The new ARA forecast calls for construction/industrial rental revenue to grow 3 percent in 2021 to nearly $34.5 billion and then jump 12 percent to $38.5 billion in 2022. In 2023, the segment is forecast to grow another 5 percent to nearly $40.3 billion, followed by growth of 2 percent in 2024 to $41.5 billion and 3 percent in 2025 to $42.5 billion.

For general tool, the forecast is steady, calling for a revenue increase of 5 percent in 2021 to $13.2 billion and then growing 4 percent in 2022, and 3 percent during the next three years to surpass $15 billion in segment revenue in 2025.

Revenue for both segments is expected to surpass pre-pandemic peak levels reached in 2019 by the end of 2022.

“While the overall U.S. economy is recovering strongly, the sectors that drive equipment rental are coming along more slowly. In particular, the nonresidential construction and infrastructure sectors are still contracting and may not see growth until the end of the year. However, leading indicators, such as the Architectural Billings Index have begun to show strong improvement,” said Scott Hazelton, director, economics and country risk, IHS Markit, Andover, Mass., the economic forecasting firm that partners with ARA to provide data and analysis for the ARA Rentalytics subscription service for ARA members.
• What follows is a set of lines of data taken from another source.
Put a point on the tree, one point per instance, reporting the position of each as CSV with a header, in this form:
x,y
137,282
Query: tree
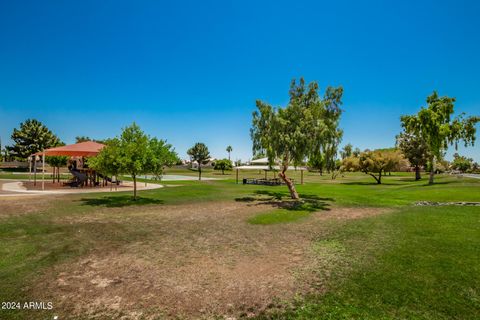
x,y
300,130
199,153
317,162
108,161
356,152
346,151
229,149
435,126
373,163
129,153
461,163
30,138
223,164
162,155
415,150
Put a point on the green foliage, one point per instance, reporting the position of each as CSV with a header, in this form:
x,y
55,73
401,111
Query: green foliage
x,y
199,153
162,155
134,153
30,138
436,128
374,162
108,161
223,164
462,163
229,149
346,151
414,149
306,127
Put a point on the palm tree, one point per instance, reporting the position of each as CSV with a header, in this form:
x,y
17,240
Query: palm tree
x,y
229,149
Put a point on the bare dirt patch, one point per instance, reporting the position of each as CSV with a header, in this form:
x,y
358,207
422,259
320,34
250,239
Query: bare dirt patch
x,y
23,204
195,260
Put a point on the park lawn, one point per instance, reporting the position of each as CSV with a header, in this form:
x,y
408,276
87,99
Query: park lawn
x,y
419,263
413,262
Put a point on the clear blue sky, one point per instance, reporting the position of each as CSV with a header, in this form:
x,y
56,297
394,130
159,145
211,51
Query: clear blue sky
x,y
191,71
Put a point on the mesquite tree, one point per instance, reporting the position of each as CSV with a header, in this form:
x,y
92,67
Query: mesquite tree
x,y
32,136
199,152
435,126
415,150
303,129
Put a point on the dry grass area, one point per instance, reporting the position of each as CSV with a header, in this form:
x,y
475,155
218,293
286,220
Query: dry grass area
x,y
189,260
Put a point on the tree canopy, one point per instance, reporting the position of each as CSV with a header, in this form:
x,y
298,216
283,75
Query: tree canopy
x,y
374,163
199,153
32,137
462,163
162,155
414,149
223,164
134,153
435,126
306,127
346,151
229,150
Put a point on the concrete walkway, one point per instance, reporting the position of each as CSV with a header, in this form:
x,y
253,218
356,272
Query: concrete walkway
x,y
17,188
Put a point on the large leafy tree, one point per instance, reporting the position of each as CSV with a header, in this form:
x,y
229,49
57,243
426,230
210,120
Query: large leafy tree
x,y
434,124
162,155
462,163
415,150
32,136
199,153
229,150
108,161
374,163
223,164
346,151
129,153
306,127
134,153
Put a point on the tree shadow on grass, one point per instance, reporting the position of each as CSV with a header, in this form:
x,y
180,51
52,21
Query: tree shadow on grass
x,y
281,200
119,201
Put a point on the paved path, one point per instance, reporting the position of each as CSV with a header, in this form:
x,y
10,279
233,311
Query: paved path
x,y
16,188
471,175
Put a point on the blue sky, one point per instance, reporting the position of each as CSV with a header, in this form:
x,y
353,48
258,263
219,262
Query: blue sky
x,y
191,71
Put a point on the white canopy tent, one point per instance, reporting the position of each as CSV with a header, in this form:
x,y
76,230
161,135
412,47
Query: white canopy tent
x,y
266,168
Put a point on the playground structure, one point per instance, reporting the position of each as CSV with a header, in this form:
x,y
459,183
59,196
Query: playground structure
x,y
82,176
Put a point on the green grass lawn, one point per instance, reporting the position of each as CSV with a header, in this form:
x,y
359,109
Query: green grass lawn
x,y
411,263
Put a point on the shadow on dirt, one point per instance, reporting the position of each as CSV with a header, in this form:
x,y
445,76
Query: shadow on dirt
x,y
119,201
281,200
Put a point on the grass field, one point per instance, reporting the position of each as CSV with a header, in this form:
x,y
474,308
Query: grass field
x,y
351,250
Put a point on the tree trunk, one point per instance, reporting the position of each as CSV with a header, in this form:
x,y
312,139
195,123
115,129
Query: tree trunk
x,y
432,170
289,183
134,187
417,173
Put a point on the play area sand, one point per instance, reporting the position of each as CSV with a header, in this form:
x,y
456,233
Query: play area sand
x,y
17,188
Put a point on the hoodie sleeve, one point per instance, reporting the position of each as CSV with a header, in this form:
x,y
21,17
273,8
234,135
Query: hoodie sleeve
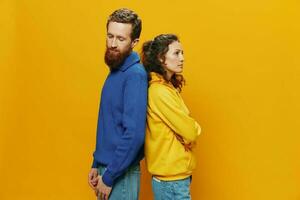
x,y
134,122
165,104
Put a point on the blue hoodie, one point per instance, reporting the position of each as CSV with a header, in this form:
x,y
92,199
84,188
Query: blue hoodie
x,y
122,119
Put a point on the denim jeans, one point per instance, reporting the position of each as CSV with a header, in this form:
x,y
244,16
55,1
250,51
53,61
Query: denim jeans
x,y
171,190
127,186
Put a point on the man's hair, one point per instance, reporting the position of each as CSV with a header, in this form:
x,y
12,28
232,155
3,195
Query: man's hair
x,y
127,16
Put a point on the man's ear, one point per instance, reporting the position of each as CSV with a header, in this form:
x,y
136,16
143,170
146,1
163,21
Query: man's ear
x,y
134,42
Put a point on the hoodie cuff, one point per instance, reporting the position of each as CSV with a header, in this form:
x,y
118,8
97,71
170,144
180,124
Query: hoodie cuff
x,y
95,164
107,179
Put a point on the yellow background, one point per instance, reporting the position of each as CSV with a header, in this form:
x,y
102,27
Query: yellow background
x,y
242,71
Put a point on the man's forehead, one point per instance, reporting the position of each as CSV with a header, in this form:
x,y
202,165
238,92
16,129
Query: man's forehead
x,y
119,29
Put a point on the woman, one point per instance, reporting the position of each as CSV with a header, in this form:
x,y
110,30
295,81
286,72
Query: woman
x,y
171,131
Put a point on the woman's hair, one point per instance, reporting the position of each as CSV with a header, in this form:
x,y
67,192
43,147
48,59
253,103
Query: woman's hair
x,y
155,50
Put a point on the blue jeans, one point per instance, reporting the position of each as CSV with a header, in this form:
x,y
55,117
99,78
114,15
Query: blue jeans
x,y
127,186
171,190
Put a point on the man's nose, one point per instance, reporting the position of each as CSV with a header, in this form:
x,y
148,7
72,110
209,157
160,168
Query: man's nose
x,y
114,43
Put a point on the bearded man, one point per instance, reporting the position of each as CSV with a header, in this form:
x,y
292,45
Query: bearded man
x,y
115,172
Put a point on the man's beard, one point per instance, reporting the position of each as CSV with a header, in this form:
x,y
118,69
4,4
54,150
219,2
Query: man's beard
x,y
114,58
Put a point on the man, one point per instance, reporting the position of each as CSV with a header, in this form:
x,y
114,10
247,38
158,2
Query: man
x,y
115,172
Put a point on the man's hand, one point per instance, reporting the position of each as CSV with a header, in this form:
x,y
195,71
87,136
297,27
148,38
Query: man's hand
x,y
92,178
102,189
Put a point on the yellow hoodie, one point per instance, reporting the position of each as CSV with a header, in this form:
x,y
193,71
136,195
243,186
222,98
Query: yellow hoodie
x,y
171,132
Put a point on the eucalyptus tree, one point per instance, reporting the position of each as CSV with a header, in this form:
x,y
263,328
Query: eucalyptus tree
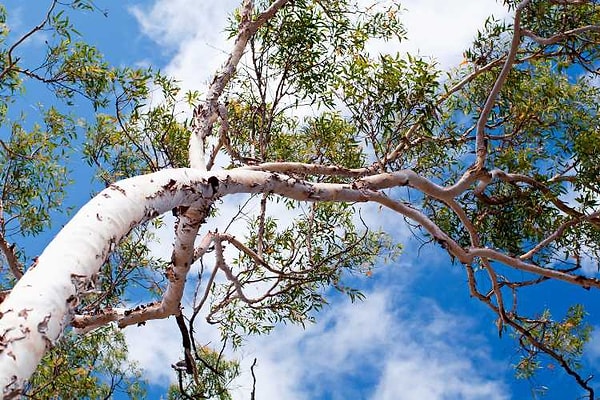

“Construction activity follows architectural design by 12 to 18 months, which suggests a strong rebound in 2022. The energy sector has also begun to recover but will improve further next year as major economies in Europe and Latin American emerge from the pandemic and air traffic returns to something approaching 2019 levels,” Hazelton said.

“Further stimulus via an expanded infrastructure bill could push growth higher. The key takeaway is that we expect equipment rental revenue to recover to 2019 levels in 2022; it is a multi-year event, with the strongest recovery expected in 2022,” he said.

The forecast for Canada calls for double-digit equipment rental revenue growth for both the construction/industrial (11 percent) and general tool (13 percent) segments in 2021 to reach a combined total of $3.98 billion.

Canada’s equipment rental revenue for the two segments also is expected to grow between 5 and 8 percent in 2022 to reach $4.29 billion, surpassing the previous peak revenue of $4.04 billion in 2018. Growth is expected to slow down to 2 to 3 percent in the next years of the forecast to reach $4.73 billion in 2025.